The life of this machine can be greatly lengthened by intelligent care, or shortened by neglect and abuse. Its efficiency may be similarly affected. While one cannot hear the pounding of the engine or the rattling of the machinery, yet the machine is damaged if run under too high a pressure and at too great speed.

There are seven classes of the essential elemental food substances,—proteins, fats, carbohydrates, vitamines, salts, cellulose, and water. The ideal diet is one in which these seven elements are regularly supplied to the body in the amounts required to meet its daily needs. A person living close to nature, receiving his food first-handed, direct from nature's health food factory, and eating it with only the cooking and seasoning necessary, and with a reasonable variety, would probably find his diet sufficient, and the elements in about the proper proportions; and with an honest appetite, steadied by a little temperate-in-all-things ballast, he probably would not go far astray as to the proper amounts. But unfortunately, the average individual is not living close to nature. Much that is artificial has come in. Our appetites are capricious, deceitful, and unreasonable. Our foods come to us processed, cartonned, and tinned, often embalmed, devitalized, or adulterated. They are often served to us so disguised that we cannot tell whether their nutritive substance has been concentrated or diluted, or indeed whether or not the body will recognize it as having any nutritive value at all, despite its pleasing flavor. Therefore, in order that the ideal may be approximated to a reasonable and practical degree, we must have some knowledge not only of the needs of the body, but also of these food elements, and how their values may be estimated in the various food substances.

The foods that enter into the make-up of the body and supply its heat and energy are three,—protein, fat, and carbohydrate. While the salts to a certain extent enter into the body structure, they have but little to do with heat and energy production. The remaining food classes are adjuncts, their use being simply to make possible the utilization, by the body, of the tissue and fuel foods. The cellulose assists mechanically in digestion; the water furnishes the necessary fluid; and the vitamines provide the battery, as it were, which sets the whole apparatus in motion.

The Heat Unit

Of the many persons who, for economical or hygienic reasons, have tried to adjust their diet better, some have undertaken the task without a fundamental knowledge of the physiological and caloric value of foods, their composition, or the nutritional needs of the body, and have done themselves more harm than good. It is possible for us to measure the value of our foods, and to express it in terms of heat units; and with a knowledge of the bodily needs, we may supply ourselves with foods in approximately the amounts needed, and in the best combinations. Food oxidized in the body produces the same amount of heat as that burned outside the body, and the instrument by which the heat value of any substance is determined is called a calorimeter. The unit of measure of heat is called the calorie or heat unit.
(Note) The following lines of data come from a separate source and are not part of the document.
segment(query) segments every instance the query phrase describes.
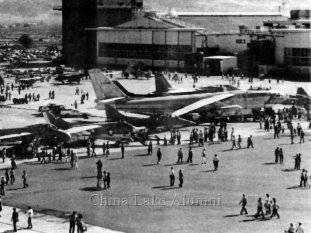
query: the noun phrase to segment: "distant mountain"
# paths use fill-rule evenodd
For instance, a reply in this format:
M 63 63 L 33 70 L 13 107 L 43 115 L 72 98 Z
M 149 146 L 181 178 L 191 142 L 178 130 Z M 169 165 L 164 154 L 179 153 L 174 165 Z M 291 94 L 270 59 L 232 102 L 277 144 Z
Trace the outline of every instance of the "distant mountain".
M 116 1 L 118 0 L 115 0 Z M 291 9 L 310 9 L 310 0 L 285 0 L 285 12 Z M 144 0 L 148 8 L 167 12 L 277 12 L 282 0 Z M 61 23 L 61 13 L 53 7 L 62 0 L 0 0 L 0 24 L 16 21 Z

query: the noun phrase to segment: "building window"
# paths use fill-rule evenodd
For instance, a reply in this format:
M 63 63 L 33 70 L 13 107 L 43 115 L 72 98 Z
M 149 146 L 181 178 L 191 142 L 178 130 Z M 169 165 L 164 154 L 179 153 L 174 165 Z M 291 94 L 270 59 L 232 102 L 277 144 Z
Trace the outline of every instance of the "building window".
M 311 48 L 285 48 L 284 54 L 286 65 L 301 67 L 311 65 Z
M 142 59 L 184 60 L 191 45 L 98 43 L 98 56 Z

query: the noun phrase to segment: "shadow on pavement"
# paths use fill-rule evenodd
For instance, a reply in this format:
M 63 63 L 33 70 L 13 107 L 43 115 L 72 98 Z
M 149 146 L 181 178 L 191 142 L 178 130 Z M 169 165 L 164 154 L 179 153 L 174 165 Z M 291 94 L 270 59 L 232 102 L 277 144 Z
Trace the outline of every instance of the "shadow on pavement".
M 213 170 L 206 170 L 206 171 L 202 171 L 200 172 L 204 172 L 204 173 L 207 173 L 207 172 L 214 172 L 215 170 L 213 169 Z
M 81 191 L 87 191 L 88 192 L 94 192 L 103 190 L 102 188 L 100 187 L 88 187 L 86 188 L 80 188 L 80 189 Z
M 144 164 L 142 165 L 142 166 L 156 166 L 157 165 L 159 165 L 157 164 Z
M 295 169 L 282 169 L 282 171 L 296 171 L 296 170 Z
M 80 179 L 90 179 L 90 178 L 96 178 L 96 176 L 83 176 L 83 177 L 81 177 Z
M 170 187 L 169 185 L 166 186 L 156 186 L 155 187 L 152 187 L 152 188 L 168 188 Z
M 299 188 L 300 186 L 299 185 L 295 185 L 295 186 L 292 186 L 292 187 L 289 187 L 288 188 L 286 188 L 286 189 L 295 189 L 295 188 Z
M 168 188 L 163 188 L 162 189 L 162 190 L 168 190 L 169 189 L 176 189 L 177 188 L 180 188 L 179 187 L 170 187 Z
M 240 216 L 240 215 L 225 215 L 223 216 L 223 217 L 237 217 Z

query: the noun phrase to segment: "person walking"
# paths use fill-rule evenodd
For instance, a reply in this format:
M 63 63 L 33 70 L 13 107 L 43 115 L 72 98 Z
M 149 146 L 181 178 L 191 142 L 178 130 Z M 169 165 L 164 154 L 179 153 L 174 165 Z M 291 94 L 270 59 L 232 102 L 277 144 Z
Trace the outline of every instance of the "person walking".
M 278 136 L 278 128 L 277 125 L 274 126 L 274 139 L 275 139 L 276 137 L 278 137 L 278 138 L 279 138 Z
M 103 172 L 102 181 L 104 183 L 104 189 L 107 189 L 107 174 L 105 171 Z
M 278 156 L 279 157 L 279 163 L 280 164 L 283 164 L 284 155 L 283 154 L 283 150 L 282 148 L 280 148 L 279 150 L 278 151 Z
M 305 132 L 304 132 L 302 130 L 300 131 L 300 141 L 299 143 L 301 143 L 301 141 L 302 141 L 303 143 L 305 143 Z
M 180 169 L 179 172 L 178 172 L 178 175 L 179 176 L 179 187 L 182 187 L 182 183 L 183 183 L 183 174 L 181 171 L 181 169 Z
M 218 168 L 218 163 L 219 163 L 219 158 L 217 156 L 217 154 L 215 154 L 214 158 L 213 159 L 213 163 L 214 164 L 214 170 L 217 171 L 217 168 Z
M 101 170 L 100 171 L 98 171 L 98 169 L 97 171 L 97 183 L 96 184 L 96 187 L 98 188 L 102 188 L 102 174 L 101 173 Z
M 171 167 L 171 170 L 169 172 L 169 181 L 170 181 L 170 186 L 172 187 L 174 186 L 174 183 L 175 181 L 175 172 L 174 171 L 174 169 L 173 167 Z
M 16 223 L 18 221 L 18 213 L 16 212 L 15 208 L 13 208 L 13 213 L 12 215 L 11 221 L 13 222 L 13 230 L 14 232 L 17 232 L 17 229 L 16 227 Z
M 276 215 L 278 216 L 278 218 L 279 218 L 279 215 L 278 213 L 278 206 L 277 204 L 277 200 L 275 198 L 272 199 L 273 200 L 273 204 L 272 204 L 272 214 L 270 216 L 270 218 L 272 218 L 273 216 Z
M 272 201 L 271 200 L 271 199 L 270 198 L 269 194 L 266 194 L 266 197 L 267 197 L 267 199 L 266 200 L 266 202 L 267 203 L 266 207 L 266 215 L 270 215 L 271 213 L 271 204 L 272 204 Z
M 298 226 L 296 228 L 296 233 L 305 233 L 305 229 L 302 226 L 301 222 L 298 223 Z
M 296 229 L 295 229 L 295 227 L 294 226 L 294 224 L 293 223 L 290 224 L 289 228 L 286 232 L 286 233 L 295 233 L 296 232 Z
M 278 148 L 277 147 L 277 149 L 274 150 L 274 156 L 275 157 L 275 162 L 276 164 L 278 163 L 278 161 L 279 153 L 279 151 L 278 150 Z
M 7 169 L 5 171 L 5 184 L 7 185 L 9 184 L 9 181 L 10 181 L 10 177 L 9 176 L 9 169 Z
M 178 156 L 178 159 L 177 159 L 177 162 L 176 164 L 179 164 L 180 161 L 181 164 L 182 164 L 182 157 L 183 156 L 183 152 L 182 152 L 182 149 L 180 148 L 177 152 L 177 156 Z
M 247 138 L 247 148 L 249 148 L 250 146 L 252 146 L 252 148 L 254 148 L 254 146 L 253 146 L 253 141 L 252 140 L 251 135 Z
M 305 181 L 306 181 L 306 183 L 307 184 L 307 185 L 308 185 L 308 187 L 310 188 L 310 185 L 309 184 L 308 182 L 308 177 L 309 176 L 309 175 L 308 174 L 308 170 L 306 170 L 306 171 L 305 171 Z
M 96 153 L 95 152 L 95 148 L 96 148 L 95 142 L 93 142 L 92 143 L 92 155 L 91 156 L 91 157 L 97 156 L 97 155 L 96 154 Z
M 76 219 L 77 224 L 77 233 L 83 232 L 82 226 L 83 224 L 83 217 L 81 214 L 78 215 L 78 217 Z
M 106 143 L 105 142 L 102 143 L 102 155 L 105 155 L 106 154 Z
M 26 214 L 28 217 L 27 222 L 28 223 L 28 226 L 27 229 L 31 229 L 33 228 L 33 223 L 32 223 L 32 218 L 33 216 L 33 211 L 31 206 L 28 206 L 28 211 L 26 212 Z
M 262 216 L 262 218 L 264 219 L 264 215 L 263 214 L 263 211 L 262 210 L 262 208 L 263 207 L 263 203 L 262 200 L 262 199 L 259 198 L 258 200 L 257 201 L 257 213 L 255 215 L 255 218 L 257 218 L 258 216 L 261 214 Z
M 73 211 L 72 214 L 69 216 L 69 233 L 75 233 L 76 219 L 77 215 L 76 214 L 76 211 Z
M 11 178 L 11 184 L 15 184 L 15 170 L 11 169 L 10 171 L 10 176 Z
M 73 169 L 78 169 L 78 156 L 77 154 L 73 154 Z
M 241 138 L 241 135 L 238 136 L 238 147 L 241 149 L 241 144 L 242 143 L 242 139 Z
M 247 199 L 245 197 L 245 194 L 243 194 L 242 199 L 240 201 L 240 203 L 239 203 L 239 204 L 241 204 L 241 203 L 242 204 L 242 208 L 240 212 L 240 214 L 241 215 L 242 215 L 243 214 L 244 211 L 246 215 L 247 215 L 247 210 L 246 209 L 246 205 L 247 204 Z
M 5 180 L 3 176 L 1 178 L 0 181 L 0 195 L 4 196 L 5 195 Z
M 298 157 L 297 158 L 297 169 L 300 169 L 300 163 L 301 163 L 301 154 L 300 153 L 298 154 Z
M 159 148 L 158 151 L 157 151 L 157 157 L 158 157 L 158 162 L 157 162 L 157 164 L 160 164 L 160 161 L 161 161 L 161 158 L 162 157 L 162 151 L 161 151 L 161 149 Z
M 1 217 L 1 212 L 2 211 L 2 200 L 1 200 L 1 195 L 0 195 L 0 217 Z
M 151 140 L 150 140 L 149 141 L 149 144 L 148 144 L 148 150 L 147 150 L 147 155 L 149 155 L 151 154 L 151 155 L 152 155 L 152 142 L 151 142 Z
M 110 188 L 110 172 L 107 173 L 107 188 Z
M 22 176 L 22 178 L 23 179 L 23 184 L 24 186 L 23 188 L 26 188 L 29 187 L 29 185 L 27 183 L 27 179 L 28 179 L 27 174 L 26 173 L 26 171 L 24 170 L 23 171 L 23 175 Z
M 164 135 L 164 138 L 163 139 L 163 146 L 167 147 L 167 139 L 166 138 L 166 135 Z
M 124 145 L 122 143 L 122 145 L 121 146 L 121 152 L 122 153 L 122 158 L 124 159 Z
M 107 143 L 106 143 L 106 154 L 107 157 L 108 157 L 109 155 L 109 149 L 110 149 L 110 145 L 109 145 L 109 141 L 107 141 Z
M 305 187 L 306 187 L 306 170 L 304 169 L 302 169 L 302 171 L 301 172 L 301 175 L 300 176 L 300 185 L 299 185 L 300 187 L 302 187 L 302 183 L 303 182 L 303 184 Z
M 231 150 L 233 150 L 234 148 L 235 148 L 236 150 L 238 150 L 238 148 L 236 147 L 236 145 L 235 144 L 235 137 L 234 136 L 234 135 L 231 135 L 231 140 L 232 142 L 232 148 Z
M 206 163 L 206 150 L 205 149 L 203 149 L 203 151 L 202 151 L 202 164 L 205 164 Z
M 190 147 L 189 153 L 188 154 L 188 159 L 187 159 L 187 163 L 188 163 L 189 162 L 192 163 L 193 156 L 193 154 L 192 153 L 192 148 L 191 148 L 191 147 Z

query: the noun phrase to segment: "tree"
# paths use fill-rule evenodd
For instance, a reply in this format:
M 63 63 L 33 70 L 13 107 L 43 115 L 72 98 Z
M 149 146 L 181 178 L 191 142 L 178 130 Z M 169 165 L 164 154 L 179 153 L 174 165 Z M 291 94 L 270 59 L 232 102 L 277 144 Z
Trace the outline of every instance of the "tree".
M 33 38 L 28 34 L 23 34 L 18 38 L 18 42 L 23 47 L 29 48 L 33 43 Z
The calorimeter consists of a double chamber, the outer one containing a given quantity of water. The inner chamber is thus surrounded by a water jacket. In it is placed a definite amount of pure, water-free food to be tested; for example, an ounce of sugar. By means of an electric connection, the sugar is ignited and burned, and the heat produced thereby is imparted to the water in the outer chamber. When the process is complete, the difference in the temperature of the water is noted, and the amount of heat generated is computed. The calorie is the amount of heat necessary to raise the temperature of one pound of water four degrees F., or one kilogram one degree C. In this way, the heat values of pure protein, fat, starch, and sugar have been determined. In the laboratories of the United States government, the composition and caloric value of practically every food substance known has been worked out. Any person can have access to these tables of food values by applying to the government, or by purchasing from almost any bookstore any one of the several books on food values, that are on the market. (See pages 23-27 of this book.)

The heat value of a gram of pure, water-free protein—for example, the casein of milk, egg albumen, or fiber of meat—is a trifle more than four calories. That of pure starch or sugar is also four calories. Fat is more than double this value, one gram yielding nine and three tenths calories. Since an ounce equals about thirty grams, the number of calories to an ounce is determined by multiplying the above figures by thirty. Different kinds of food vary greatly in the proportion of the food elements and also of the water and cellulose they contain. (Cellulose has no fuel value in the human body.) We therefore find a great variation as to their caloric values also. For example, one heaping tablespoonful of home-baked beans will weigh about fifty grams, thirty of which is water and cellulose. Its total caloric value is one hundred, divided among protein fifteen, fat forty (the fat has largely been added), and carbohydrate forty-five. Contrast with this the same quantity of mashed turnips. One heaping tablespoonful will weigh about seventy grams, of which sixty-five is water and cellulose. Its total fuel value is three calories.

By a little study, one may very readily become familiar with the approximate values of the more common foods, and be able to arrive at some conclusion in regard to the correctness of one's daily food ration as to amount and proportions. Many would be surprised to see how far short their diet comes of the ideal.